Жизнь и смерть сержанта Шеломова - Андрей Житков


Повесть о сержанте, угодившем из "учебки" под душманские пули. Страшнее рейдов сопровождения, душманов - "зэковские" законы, укоренившиеся в армии. Равнодушные замполиты, заевшиеся прапорщики, обнаглевшие "дедушки", ждущие своего часа "черпаки" и порабощенные "чижики" - таковы страшные своей обыденностью армейские будни.

Содержание:

  • ЧАСТЬ ПЕРВАЯ 1

  • ЧАСТЬ ВТОРАЯ 24

  • ЧАСТЬ ТРЕТЬЯ 38

Андрей Житков
ЖИЗНЬ И СМЕРТЬ СЕРЖАНТА ШЕЛОМОВА

"Здравствуй, милая моя, дорогая мамочка!

Пятые сутки едем на юг. Когда выходили из учебки, под ногами трещал лед, а в Ташкенте - жара градусов тридцать и цикады поют по ночам. Сопровождающие нас сержанты-дембеля отвезут нас до Ашхабада - и по домам. Судя по их рассказам, служить буду где-то под Ашхабадом.

Мы сидели на вещмешках прямо на плацу, ждали отправки в Германию. Я на Германию сильно надеялся: оттуда увольняются раньше, платят марками, да и на заграницу посмотреть охота. А тут приехали эти, из Ашхабада, ну и все пошло к чертям! Теперь придется полтора года на солнышке жариться. Единственная радость - фруктов поем.

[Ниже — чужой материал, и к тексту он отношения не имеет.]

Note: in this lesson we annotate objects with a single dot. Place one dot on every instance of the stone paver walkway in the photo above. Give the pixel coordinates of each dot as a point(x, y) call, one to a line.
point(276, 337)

Перед отправкой нам выдали сухпай на три дня: тушенку, кашу, сахар, по буханке хлеба. Мне эта каша уже на второй день в глотку не лезла. А потом собрали оставшуюся тушенку и кашу, отнесли на кухню. Представляешь, прямо за тепловозом - вагон-кухня, котлы посредине. Вагон болтается из стороны в сторону; каша и суп о стенки плещутся, весь пол залит. Ну вот, зато мы теперь едим все горячее. Ты не волнуйся, кормят нас хорошо.

Едем около границы, поэтому на каждой станции ходят пограничники, а ночью поезд освещают прожекторами.

Вчера видел живого верблюда. Одно дело - в зоопарке, другое - на воле. Он мне совершенно не понравился: облезлый какой-то, одни ребра торчат, а рядом в пыли - голые ребятишки, такие же доходяги. Жара, мухи, грязюка страшная!

Ребята тут купили у бабушки на станции простокваши и лепешек. Так что сейчас попируем! Помнишь, наша бабушка тоже выходила к поездам продавать клубнику в кулечках? А у них тут кто с ведром молока, кто с творогом, а осенью, говорят, с дынями и арбузами.

Письмо это брошу скорей всего в Ашхабаде. Не беспокойся за меня.

Целую и обнимаю, твой сын Дима".

ЧАСТЬ ПЕРВАЯ

Двигатели надрывно запели на октаву выше, самолет повернулся боком к ослепительному солнцу и пошел на снижение, отбрасывая на город стремительную птичью тень. Размазанный по плато город заспанно щурился плоскими крышами, впитывающими солнечное тепло.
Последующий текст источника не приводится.